In the case of Hitchcock and Fitch v. Aickin, (1 Caines, 460,) this court went no further than to decide the general principle, that a judgment of another state was not conclusive, but was to be placed upon the footing of a foreign judgment under the English law. The question then is, how far, and to what extent, do the English courts permit foreign judgments to be opened, to let in a re-examination of the merits.
The case of Sinclair v. Fraser, contains the rule of the English courts. It was decided by the House of Lords, on the 4th of March, 1771, upon an appeal from the Court of Sessions in Scotland. (Cited by Mr. Wedderburne, the solicitorgeneral, in the case of the Duchess of Kingston, 11 State Tr. 222.) A suit was brought upon a judgment in Jamaica; and the question was, what should be the effect of the judgment; and the Court of Sessions refused to give any effect to it, and held the party bound to prove the ground, the nature and the extent of his demand. But upon appeal to the House of Lords, the judgment of the Court of Sessions was reversed, and the rule of law was stated in the judgment of reversal; "that the judgment of the court of Jamaica ought to be received, as evidence, prima facie, of the debt; and that it lies on the defendant to impeach the justice of it, or to show that it was irregularly and unduly obtained." This decision was cited in Galbraith v. Neville, (K. B. 25 Geo. III. Doug. Rep. 3d edit. p. 5. note,) and Mr. Justice Buller said, that it had always been considered as establishing the true rule.
In the present case, the defendant has certainly not succeeded in impeaching the judgment. He has, at most, only excited doubts, under the obscure, and, perhaps, very imperfect testimony before us, as to the fact of due diligence in giving notice of the protest for non-payment. And when the party has once litigated his case, before a competent jurisdiction, and when no fraud or unfairness is pretended, every doubt and every presumption arising on a matter in pais ought to be turned against him.

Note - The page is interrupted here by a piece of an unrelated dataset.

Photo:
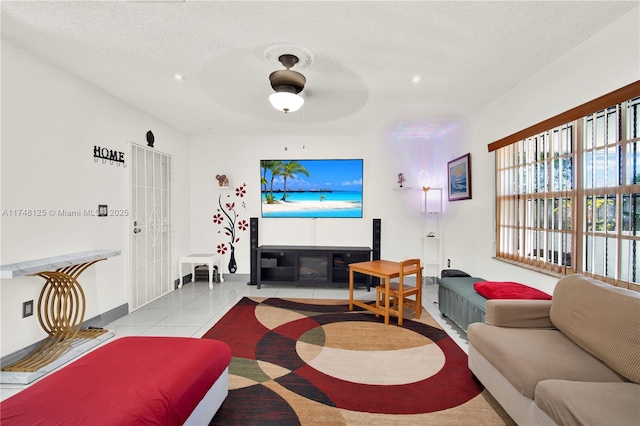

We may, with propriety, adopt the observation of Lord Kenyon, in the case of Galbraith v. Neville, as stated in a note to 5 East, 475, that "without entering into the question how far a foreign judgment was impeachable, it was, at all events, clear, that it was prima facie evidence of the debt, and that no evidence had been adduced to impeach this." The motion on the part of the defendant, for a new trial, is therefore denied.